23. octobre 2024
Bunge Slite Hangvar Kappelshamn Blå-lagunen Bungenäs Fårösund Bunge
2318 km en 29 jours de route, 5 semaines et 3 jours depuis le 9 IX 2024 avec mon vélo à traction animale.
Aujourd'hui j'ai été en état de manque. Selon le dictionnaire Larousse >>> Être en état de manque, être privé de quelque chose qui est nécessaire comme une drogue, en ressentir douloureusement la privation. Il n'y a plus d'oies dans le ciel. Il n'y a plus les incessantes rondes d'oies dans le ciel. Il n'y a plus leurs envols et leurs atterrissages précipités et en apparence totalement incohérents. Il n'y a plus leurs cris furieux, passionnés, joyeux qui appellent de près leurs copines et de loin leur terre promise pour accomplir leur migration d'hiver. Je suis triste. Les oies ont traversé la Baltique pour rejoindre la Pologne, l'Allemagne, le Rohrschollen à Strasbourg. Ces milliers d'oies qui m'ont apporté à mon égard depuis le 9 septembre avec leur largo espressivo leur reconnaissance humble, assidue, persuadée, sont parties au loin. Le petit aéroport de Fårösund qui par semaine de grande affluence voit un monomoteur de tourisme Cessna, est devenu silencieux et a laissé le bruit au vent et aux feuilles fanées qui roulent sur le tarmac.
Aujourd'hui j'ai fait 102,5 kilomètres par 10°, toujours sans gants et sans cache-nez. J'ai une santé "éblouissante" à 71 ans. Il y a eu de nouveau un vent de 60 km/h, mais venant cette fois-ci directement de l'ouest. Comme Gotland est dirigée tout droit verticalement du nord au sud, on peut s'arranger pour faire un AR +/- parallèle du nord au sud, avec de courtes traverses. De toute façon il n'y a pas de grand choix pour les routes. Et de toute façon j'ai toujours préparé mes virées en prenant en compte le vent et/ou en choisissant le vent de face pour l'aller. J'ai donc eu un fort vent de travers et j'ai navigué avec une allure portante pour le trois derniers quarts (2 x largue, 1 x vent arrière), tout en passant du littoral est au littoral ouest. J'ai été champion universitaire de voile sur dériveur 5O5 sur le grand lac lorrain de Dieuze. Evidemment, un sale caractère se démarque souvent.

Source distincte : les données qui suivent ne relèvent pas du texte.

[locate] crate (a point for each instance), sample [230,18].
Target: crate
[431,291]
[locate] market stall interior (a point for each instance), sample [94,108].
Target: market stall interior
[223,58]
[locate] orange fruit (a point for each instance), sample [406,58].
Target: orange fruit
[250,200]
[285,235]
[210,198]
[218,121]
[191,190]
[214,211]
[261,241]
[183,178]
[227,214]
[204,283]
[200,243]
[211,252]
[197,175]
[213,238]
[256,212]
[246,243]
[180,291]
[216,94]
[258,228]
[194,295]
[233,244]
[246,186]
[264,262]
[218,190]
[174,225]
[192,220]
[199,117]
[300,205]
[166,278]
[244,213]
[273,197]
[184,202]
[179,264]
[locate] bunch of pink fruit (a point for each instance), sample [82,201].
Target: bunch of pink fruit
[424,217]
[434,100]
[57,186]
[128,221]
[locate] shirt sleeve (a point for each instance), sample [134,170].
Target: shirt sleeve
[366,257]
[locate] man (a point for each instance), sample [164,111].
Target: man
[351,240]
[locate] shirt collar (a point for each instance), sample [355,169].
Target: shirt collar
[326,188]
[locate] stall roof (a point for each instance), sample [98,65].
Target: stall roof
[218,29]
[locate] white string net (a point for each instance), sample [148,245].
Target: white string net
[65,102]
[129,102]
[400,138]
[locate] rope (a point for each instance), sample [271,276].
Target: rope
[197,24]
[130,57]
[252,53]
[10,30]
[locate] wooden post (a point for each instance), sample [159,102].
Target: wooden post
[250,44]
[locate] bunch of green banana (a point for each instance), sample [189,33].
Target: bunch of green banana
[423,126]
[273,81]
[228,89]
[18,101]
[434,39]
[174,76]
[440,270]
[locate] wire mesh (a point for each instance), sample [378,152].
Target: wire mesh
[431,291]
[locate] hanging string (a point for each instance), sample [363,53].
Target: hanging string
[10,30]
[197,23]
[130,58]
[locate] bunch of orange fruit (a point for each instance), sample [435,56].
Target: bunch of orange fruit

Quand j'étais allé par la route en 2008 depuis Strasbourg avec ma Hotchkiss AM2 de 1925 dans les Îles Féroé, j'avais vu au camping de Tórshavn un vieux Monsieur avec son vélo et une énorme béquille de handicapé qui pointait à l'arrière de son porte-bagages. Je lui avais demandé pourquoi. Il m'avait répondu en allemand "ja, beim Gehen klappt es nicht mehr so richtig, aber auf dem Rad'l schaffe ich es noch". Ce Monsieur était venu par la route de Vienne en Autriche, avait traversé l'Allemagne, la France, l'Angleterre, les Midlands, les Highlands, l’Écosse jusqu'au port écossais de Thurso pour prendre comme moi le ferry pour Tórshavn. Il avait 71 ans. C'est là que je m'étais dit "moi aussi". Je n'avais pas attendu 71 ans et à 58 ans j'avais commencé mes expéditions arctiques à vélo, vélo biomécanique bien-sûr.